Accelerated post-AGB evolution, initial-final mass relations, and the star-formation history of the Galactic bulge ⋆,⋆⋆
1 Centre for Astronomy, Faculty of Physics, Astronomy and Informatics, Nicolaus Copernicus University, Grudziadzka 5, 87-100 Torun, Poland
2 Jodrell Bank Centre for Astrophysics, School of Physics & Astronomy, University of Manchester, Oxford Road, Manchester M13 9PL, UK
3 Nicolaus Copernicus Astronomical Center, ul. Rabiańska 8, 87-100 Torun, Poland
Received: 3 November 2011
Accepted: 27 March 2014
Aims. We study the star-formation history of the Galactic bulge, as derived from the age distribution of the central stars of planetary nebulae that belong to this stellar population.
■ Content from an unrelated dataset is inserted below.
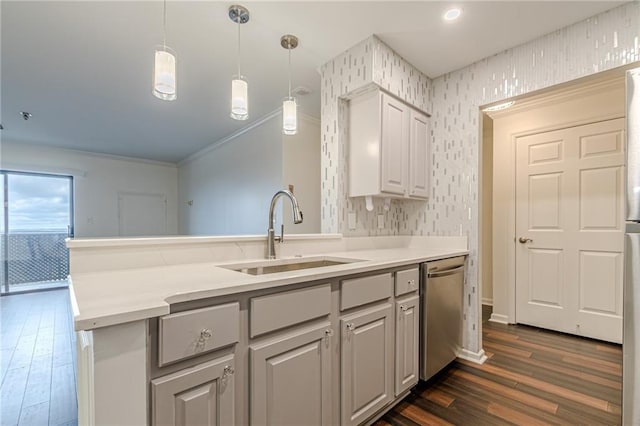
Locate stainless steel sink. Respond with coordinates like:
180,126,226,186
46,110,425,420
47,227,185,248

Methods. The high resolution imaging and spectroscopic observations of 31 compact planetary nebulae are used to derive their central star masses. We use the Blöcker post asymptotic giant branch (post-AGB) evolutionary models, which are accelerated by a factor of three in this case to better fit the white dwarf mass distribution and asteroseismological masses. Initial-final mass relations (IFMR) are derived using white dwarfs in clusters. These are applied to determine original stellar masses and ages. The age distribution is corrected for observational bias as a function of stellar mass. We predict that there are about 2000 planetary nebulae in the bulge.
Results. The planetary nebula population points at a young bulge population with an extended star-formation history. The Blöcker tracks with the cluster IFMR result in ages, which are unexpectedly young. We find that the Blöcker post-AGB tracks need to be accelerated by a factor of three to fit the local white dwarf masses. This acceleration extends the age distribution. We adjust the IFMR as a free parameter to map the central star ages on the full age range of bulge stellar populations. This fit requires a steeper IFMR than the cluster relation. We find a star-formation rate in the Galactic bulge, which is approximately constant between 3 and 10 Gyr ago. The result indicates that planetary nebulae are mainly associated with the younger and more metal-rich bulge populations.
Conclusions. The constant rate of star-formation between 3 and 10 Gyr agrees with suggestions that the metal-rich component of the bulge is formed during an extended process, such as a bar interaction.
Key words: planetary nebulae: general / stars: AGB and post-AGB / Galaxy: bulge
Based on observations collected at the European Organisation for Astronomical Research in the Southern Hemisphere, Chile (proposal 075.D-0104) and HST (program 9356).